La cérémonie religieuse étant terminée, les prêtres se retirèrent d'abord; les dévotes les suivirent, les indifférents et les curieux sortirent les derniers. De ce nombre étaient plusieurs femmes. Buvat leur demanda si quelqu'une d'entre elles n'aurait point parmi ses connaissances une bonne garde-malade: une d'elles se présenta aussitôt, assura, au milieu du chorus de ses compagnes, qu'elle avait toutes les vertus requises pour exercer cet honorable état, mais que, justement à cause de cette réunion de qualités, elle avait l'habitude de se faire payer huit jours d'avance, attendu qu'elle était fort courue dans le quartier.
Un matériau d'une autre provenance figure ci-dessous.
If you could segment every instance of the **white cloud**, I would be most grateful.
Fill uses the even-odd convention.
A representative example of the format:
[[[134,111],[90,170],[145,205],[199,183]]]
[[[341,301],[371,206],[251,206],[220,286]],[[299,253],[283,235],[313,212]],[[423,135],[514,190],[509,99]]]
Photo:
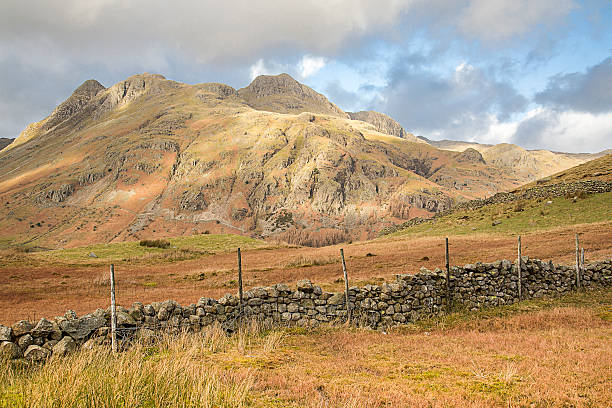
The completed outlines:
[[[612,148],[612,112],[558,112],[537,107],[515,121],[503,122],[494,115],[481,119],[488,122],[487,126],[464,139],[490,144],[514,143],[526,149],[574,153],[599,152]],[[434,139],[462,139],[453,137],[448,129],[438,129],[431,136]]]
[[[276,61],[266,61],[260,58],[249,67],[249,73],[251,80],[253,80],[259,75],[282,74],[283,72],[288,72],[289,68],[290,66],[287,64],[281,64]]]
[[[489,127],[485,132],[474,135],[470,141],[480,143],[512,143],[516,129],[518,128],[518,122],[500,122],[500,120],[493,115],[488,115]]]
[[[327,60],[323,57],[315,57],[312,55],[304,55],[298,64],[298,71],[302,78],[308,78],[319,72],[327,64]]]
[[[612,148],[612,112],[593,114],[548,108],[530,111],[518,123],[513,141],[523,147],[566,152]]]
[[[268,73],[268,69],[266,68],[266,64],[263,59],[258,59],[256,63],[251,65],[249,68],[249,72],[251,73],[251,80],[257,78],[260,75],[265,75]]]
[[[60,55],[90,61],[156,47],[219,64],[288,50],[331,54],[390,30],[415,1],[3,0],[0,48],[47,39]]]
[[[550,26],[575,7],[572,0],[471,0],[456,24],[469,37],[497,42]]]

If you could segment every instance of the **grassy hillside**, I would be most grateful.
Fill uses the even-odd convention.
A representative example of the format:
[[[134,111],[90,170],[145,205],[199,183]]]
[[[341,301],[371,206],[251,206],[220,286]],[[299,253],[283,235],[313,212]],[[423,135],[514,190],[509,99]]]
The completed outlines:
[[[606,406],[611,308],[608,290],[389,332],[212,328],[41,367],[0,361],[0,406]]]
[[[518,190],[525,190],[536,185],[571,183],[582,180],[612,181],[612,154],[598,157],[576,167],[553,174],[545,179],[529,183]]]
[[[593,194],[577,200],[558,197],[493,204],[477,210],[461,209],[391,235],[521,234],[605,221],[612,221],[612,193]]]

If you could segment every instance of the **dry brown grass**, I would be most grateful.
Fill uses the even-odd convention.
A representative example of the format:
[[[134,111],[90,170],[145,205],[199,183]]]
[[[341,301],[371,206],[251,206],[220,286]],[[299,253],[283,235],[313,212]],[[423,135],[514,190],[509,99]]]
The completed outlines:
[[[523,254],[571,264],[575,232],[581,233],[587,261],[612,256],[612,222],[527,233],[523,235]],[[459,235],[449,240],[453,265],[516,257],[513,235]],[[308,278],[325,290],[341,290],[342,282],[336,282],[342,277],[340,247],[244,250],[245,289],[279,282],[294,284]],[[342,247],[351,285],[393,280],[395,274],[415,273],[422,266],[444,266],[444,239],[439,237],[390,237]],[[84,314],[108,307],[108,286],[96,284],[98,277],[108,274],[107,265],[33,265],[27,259],[23,264],[0,266],[0,324],[63,315],[68,309]],[[333,259],[337,262],[327,263]],[[236,263],[236,254],[230,252],[172,263],[116,265],[117,301],[124,306],[166,299],[190,304],[201,296],[219,298],[236,293]]]
[[[0,369],[0,406],[603,407],[611,318],[608,290],[387,333],[213,327],[117,356],[99,348]]]

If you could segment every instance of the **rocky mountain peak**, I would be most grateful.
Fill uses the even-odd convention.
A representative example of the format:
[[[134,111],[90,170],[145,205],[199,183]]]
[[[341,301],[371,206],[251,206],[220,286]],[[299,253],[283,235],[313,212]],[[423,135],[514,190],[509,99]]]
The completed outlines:
[[[482,154],[476,149],[468,147],[456,157],[458,162],[470,162],[470,163],[482,163],[485,164],[485,160]]]
[[[105,89],[106,88],[95,79],[88,79],[83,82],[74,90],[68,99],[62,102],[55,108],[51,115],[49,115],[48,120],[44,124],[44,130],[51,129],[79,113],[89,101]]]
[[[88,79],[83,82],[77,89],[72,93],[73,95],[88,95],[90,98],[96,96],[98,92],[106,89],[104,85],[96,81],[95,79]]]
[[[391,116],[385,115],[384,113],[375,112],[375,111],[360,111],[360,112],[347,112],[349,117],[353,120],[361,120],[362,122],[367,122],[376,128],[380,133],[386,133],[388,135],[393,135],[397,137],[401,137],[402,139],[406,137],[406,131],[393,119]]]
[[[260,75],[244,89],[249,90],[258,97],[287,94],[312,96],[316,94],[313,89],[300,84],[289,74]]]
[[[238,94],[254,109],[278,113],[312,112],[348,118],[324,95],[288,74],[260,75]]]

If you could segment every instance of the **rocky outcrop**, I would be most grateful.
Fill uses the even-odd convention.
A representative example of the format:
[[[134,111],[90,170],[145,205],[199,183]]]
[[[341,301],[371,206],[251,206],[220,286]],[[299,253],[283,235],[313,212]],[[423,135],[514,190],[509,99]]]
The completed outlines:
[[[463,152],[459,153],[455,158],[458,162],[462,163],[467,162],[486,164],[484,158],[482,157],[482,154],[480,154],[478,150],[472,149],[471,147],[468,147]]]
[[[362,122],[367,122],[371,125],[374,125],[374,128],[380,133],[385,133],[387,135],[401,137],[402,139],[408,138],[410,139],[416,138],[409,133],[407,133],[402,125],[397,123],[395,119],[392,117],[385,115],[384,113],[375,112],[375,111],[361,111],[361,112],[347,112],[349,117],[353,120],[361,120]]]
[[[79,113],[96,95],[103,91],[104,86],[95,79],[83,82],[68,99],[62,102],[49,115],[43,130],[49,130]]]
[[[346,112],[324,95],[299,83],[287,74],[260,75],[238,95],[257,110],[278,113],[312,112],[348,118]]]
[[[44,203],[45,201],[61,203],[66,201],[66,199],[68,199],[72,193],[74,193],[74,186],[72,184],[62,184],[61,186],[43,191],[38,197],[38,201],[41,203]]]

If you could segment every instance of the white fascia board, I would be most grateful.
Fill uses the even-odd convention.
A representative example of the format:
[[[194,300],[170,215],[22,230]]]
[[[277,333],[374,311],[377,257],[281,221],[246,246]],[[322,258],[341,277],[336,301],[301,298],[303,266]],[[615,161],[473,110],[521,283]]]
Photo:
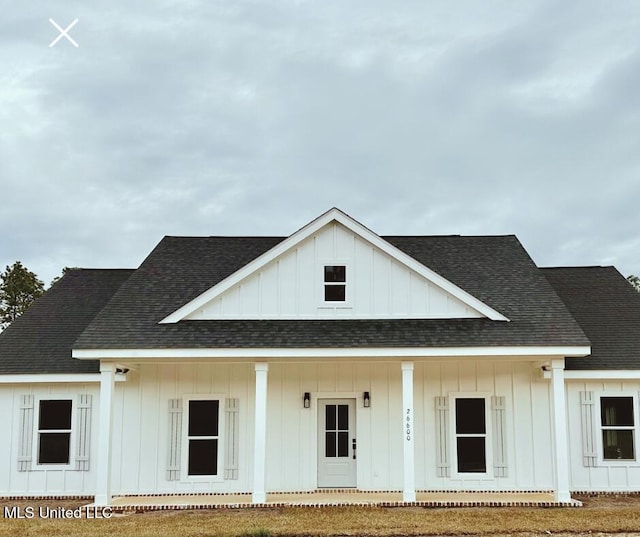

Buvat s'informa du prix qu'elle mettait à ces huit jours; elle répondit que pour tout autre ce serait seize livres; mais qu'attendu que la pauvre dame ne paraissait pas très fortunée, elle se contenterait de douze. Buvat, qui avait justement touché son mois le jour même, tira deux écus de sa poche et les lui donna sans marchander. Elle lui eût demandé le double qu'il l'eût donné également; aussi cette générosité inattendue provoqua-t-elle force suppositions dont quelques-unes n'étaient pas au plus grand honneur de la mourante; tant il est vrai qu'une bonne action est une chose si rare, qu'il faut toujours, lorsqu'elle se produit aux yeux des hommes, que les hommes humiliés lui cherchent une cause impure ou intéressée!
Clarice était toujours évanouie. La garde entra aussitôt en fonctions, en lui faisant, à défaut de sels, respirer du vinaigre. Buvat se retira. Quant à la petite Bathilde, on lui avait dit que sa mère dormait. La pauvre enfant ne connaissait pas encore la différence qu'il y avait entre le sommeil et la mort, et elle s'était remise à jouer dans un coin avec sa poupée.